Zone 2 has filled out a lot since Inari and Jita were buried in 2014, but we continued along the kitchen/garage wall.  This put us into the Monkey Grass.

But Monkey Grass is resilient so we expect it will fill back in, over time.

Friday, August 7, 2020

Digging up the back half of the front yard, Part 3

 Digging up the rest of the front yard will be difficult.  There is no shade now that the tree has been cut down.  So we will need a sun shade.  Luckily, we have one left over from a beach trip about 20 years ago.

Then we can start digging.  First we need to find the sides of the area that we dug up before.  So we start digging in what we think is a corner of the part yet to be dug up, trying to find the edges.  We were badly off, but eventually we find what we think are the edges -- no big rocks in the dirt, the dirt is fairly soft to dig, and uniform in composition.

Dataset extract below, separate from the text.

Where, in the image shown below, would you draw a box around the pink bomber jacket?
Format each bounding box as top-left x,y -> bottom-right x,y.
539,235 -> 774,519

Now it's just day by day making this pit a bit larger.  Finding big rocks as we do and pulling them out.

Repeat and repeat.

Widening the hole.

Removing the rocks, and the dirt, and then digging further and deeper.

Monday, July 27, 2020

Window washing

Washed the windows today.  Or rather, finished washing the windows today.  It took two days to wash them, 17 the first day and 13 the second.

While the windows could all be washed from the inside, that would leave the screens as they are, so instead we washed them all from the outside first.  We used the Windex Outdoor.  Listed at Home Depot as "32 fl oz Blue Bottle Outdoor Sprayer", $7.98

We ended up buying two bottles.  The first bottle did the first 17 windows (four hours), then we had to go get another bottle to finish it off the remaining 13 windows (three hours), a week later.

We first sprayed each window down with just a jet of water as a pre-rinse.  Then we used the Windex Outdoor to spray it down with a "soap" solution.  We finished with another clear water rinse.  This was done outside, using a garden hose for water, so it went thru the screens to the outside of the windows.

Then, after all the windows were rinsed, washed, and rinsed on the outside, I went inside and (a) cleaned the inside of the window, using regular Windex, and then opened each window up to wash the outside, again using regular Windex.

I tried using a squeegee, but it left streaks, so mainly cleaned the outside and dried them with old rags, wash clothes and diapers.